Si tratta di tre correnti di pensiero della modernità spesso confuse tra loro, anche a causa della denominazione ambigua. Forse vale la pena chiarire adottando un punto di vista cronologico:
1) i liberali si collocano in principio rivendicando la libertà religiosa, ma poi anche quella di espressione e i diritti individuali in generale. Vedono con favore l’associazionismo e l’autogoverno, fosse anche solo per il loro portato educativo (in questo senso i Padri Fondatori americani ne sono l’epitome). Nascono per contestare i privilegi di talune classi (nobili, proprietari terrieri, clero). Credono nelle virtù dell’ordine spontaneo dal basso in opposizione al piano socialista, hanno un approccio empirico “trial and error” che contrasta con il razionalismo dall’alto dei lumi alla francese. Mantengono una distinzione capitale tra giusto/buono e ingiusto/cattivo: una disgrazia è malvagia ma non ingiusta poiché l’ingiustizia implica un colpevole da punire che nel caso della disgrazia non c’è; l’aiuto a chi sta peggio è dovuto ma costituisce un precetto morale che si esplica nella filantropia. La loro concezione di libertà è negativa: libertà come non-interferenza. Sono essenzialmente ossessionati dalle intromissioni dello stato e l’eguaglianza che predicano è meramente formale: pari diritti (creati uguali).

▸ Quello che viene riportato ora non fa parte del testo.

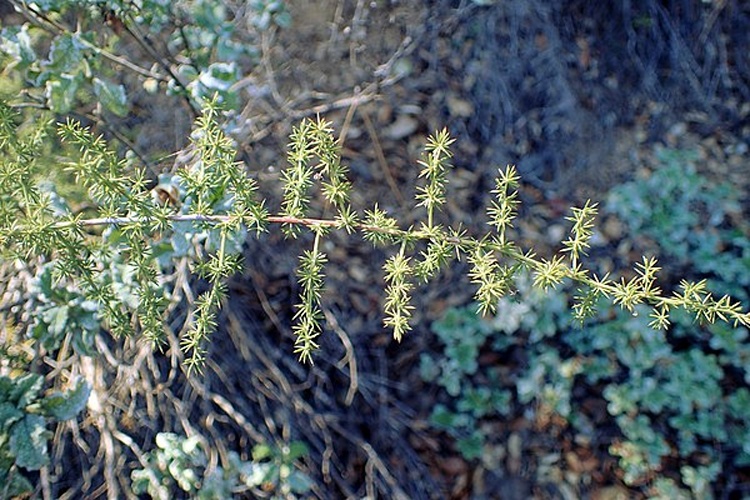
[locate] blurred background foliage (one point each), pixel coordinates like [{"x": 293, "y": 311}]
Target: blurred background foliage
[{"x": 642, "y": 105}]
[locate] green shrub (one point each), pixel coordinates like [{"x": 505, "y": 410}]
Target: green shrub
[
  {"x": 179, "y": 461},
  {"x": 680, "y": 392},
  {"x": 24, "y": 414}
]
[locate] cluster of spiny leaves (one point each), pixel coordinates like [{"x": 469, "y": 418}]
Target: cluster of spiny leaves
[{"x": 219, "y": 195}]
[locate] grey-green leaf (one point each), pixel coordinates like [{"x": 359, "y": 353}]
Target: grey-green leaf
[
  {"x": 61, "y": 93},
  {"x": 26, "y": 389},
  {"x": 28, "y": 442}
]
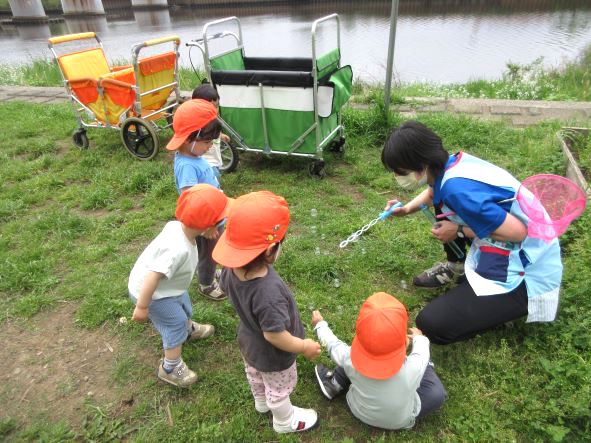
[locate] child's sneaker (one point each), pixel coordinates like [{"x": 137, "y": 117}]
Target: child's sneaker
[
  {"x": 213, "y": 291},
  {"x": 199, "y": 331},
  {"x": 260, "y": 404},
  {"x": 301, "y": 420},
  {"x": 180, "y": 376},
  {"x": 328, "y": 385}
]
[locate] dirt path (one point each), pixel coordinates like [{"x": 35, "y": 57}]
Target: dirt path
[{"x": 52, "y": 368}]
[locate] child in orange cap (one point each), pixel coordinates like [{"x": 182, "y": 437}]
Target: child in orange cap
[
  {"x": 386, "y": 388},
  {"x": 271, "y": 333},
  {"x": 160, "y": 278},
  {"x": 195, "y": 127}
]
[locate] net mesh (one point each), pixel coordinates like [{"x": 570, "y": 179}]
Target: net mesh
[{"x": 551, "y": 202}]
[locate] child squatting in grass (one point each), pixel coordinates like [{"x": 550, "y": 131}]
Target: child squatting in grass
[
  {"x": 270, "y": 333},
  {"x": 385, "y": 387},
  {"x": 161, "y": 276}
]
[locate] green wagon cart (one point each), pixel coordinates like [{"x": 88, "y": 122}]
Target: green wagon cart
[{"x": 277, "y": 106}]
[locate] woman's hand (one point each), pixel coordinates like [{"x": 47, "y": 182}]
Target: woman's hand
[
  {"x": 311, "y": 349},
  {"x": 140, "y": 314},
  {"x": 398, "y": 212},
  {"x": 414, "y": 332},
  {"x": 316, "y": 318},
  {"x": 211, "y": 233},
  {"x": 445, "y": 231}
]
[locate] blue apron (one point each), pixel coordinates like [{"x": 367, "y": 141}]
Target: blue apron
[{"x": 494, "y": 267}]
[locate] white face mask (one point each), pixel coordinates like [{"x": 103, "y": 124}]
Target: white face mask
[
  {"x": 410, "y": 182},
  {"x": 277, "y": 253}
]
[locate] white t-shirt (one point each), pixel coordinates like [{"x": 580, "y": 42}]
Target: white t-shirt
[
  {"x": 172, "y": 254},
  {"x": 389, "y": 404},
  {"x": 214, "y": 154}
]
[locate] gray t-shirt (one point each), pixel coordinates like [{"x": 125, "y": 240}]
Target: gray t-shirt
[{"x": 264, "y": 304}]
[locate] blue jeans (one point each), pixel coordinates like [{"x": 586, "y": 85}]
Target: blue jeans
[{"x": 170, "y": 317}]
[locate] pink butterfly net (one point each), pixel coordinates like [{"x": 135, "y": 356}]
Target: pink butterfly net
[{"x": 551, "y": 202}]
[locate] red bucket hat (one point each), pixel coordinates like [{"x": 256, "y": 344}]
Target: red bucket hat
[
  {"x": 202, "y": 206},
  {"x": 188, "y": 118},
  {"x": 379, "y": 346},
  {"x": 255, "y": 221}
]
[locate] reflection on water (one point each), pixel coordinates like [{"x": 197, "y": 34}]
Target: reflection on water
[{"x": 438, "y": 40}]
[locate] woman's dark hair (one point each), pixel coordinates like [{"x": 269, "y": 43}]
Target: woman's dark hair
[
  {"x": 260, "y": 259},
  {"x": 206, "y": 92},
  {"x": 412, "y": 147},
  {"x": 210, "y": 131}
]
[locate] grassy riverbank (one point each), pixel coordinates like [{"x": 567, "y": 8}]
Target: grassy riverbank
[
  {"x": 572, "y": 81},
  {"x": 73, "y": 222}
]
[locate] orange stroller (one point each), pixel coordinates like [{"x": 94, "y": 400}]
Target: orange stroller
[{"x": 131, "y": 98}]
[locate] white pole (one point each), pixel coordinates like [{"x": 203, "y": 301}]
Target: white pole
[{"x": 388, "y": 86}]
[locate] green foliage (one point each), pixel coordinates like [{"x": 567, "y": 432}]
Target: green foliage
[{"x": 74, "y": 221}]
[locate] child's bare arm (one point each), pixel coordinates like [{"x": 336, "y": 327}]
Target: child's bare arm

2) I liberal provengono storicamente dalle file dei liberali, ma cio’ che non sopportavano, più che i privilegi di alcune classi, erano le diseguaglianze che da essi derivavano. Una volta constatato che anche la società liberale produceva diseguaglianze sostanziali non molto dissimili, si sono prontamente smarcati cercando di introdurre una serie di correttivi sociali attraverso forme di interventismo (redistribuzione del reddito e regolamentazione) in grado di rimediare ai difetti della società liberale. Procedevano spesso pragmaticamente valutando caso per caso e ponendo qua e là pezze di circostanza. Lo stato per loro è lo strumento essenziale col quale realizzare il progetto egalitario (che chiamano di pari opportunità per distinguersi dai socialisti). La concezione della libertà che sostengono è eminentemente positiva: un uomo è libero quando puo’ fare certe cose, e lo stato ha lo scopo di spianargli la strada quando non ce la fa da solo (“rimuovere gli ostacoli” dice la nostra Costituzione): se si decide che libertà è poter mangiare lo stato deve garantire cibo a tutti, se si decide che libertà è poter volare lo stato deve fornire ali a tutti.
3) I neo-liberisti nascono allorché la società liberal palesa delle chiare inefficienze (alta spesa pubblica, alta tassazione, burocrazia invasiva). I neo-liberisti chiedono meno regole e meno tasse a chi investe (i ricchi) ma, diversamente dai liberali classici, accolgono il principio di una rete di sicurezza purché sia uguale per tutti (tipo reddito minimo di cittadinanza). A volte questa rete è molto elevata, il che implica un’alta tassazione. Tanto per capirsi, un paese neo-liberista potrebbe essere la Danimarca: poche regole, privatizzazione diffusa dei servizi, economia estremamente aperta ma una rete di garanzie elevate per chi cade, il che implica tasse elevate (anche se non penalizzanti per i ricchi o le imprese: la progressività è inferiore anche rispetto agli USA e il carico fiscale per le imprese è minimo). Il neo-liberista è un razionalista e vede lo stato come uno strumento per realizzare il piano di una società improntata al mercato (ovvero all’efficienza economica), anche per questo l’eccessivo frazionamento dell’autorità politica (federalismo, associazionismo e corpi sociali intermedi) non è incoraggiato, il che lo espone all’accusa di “atomismo”.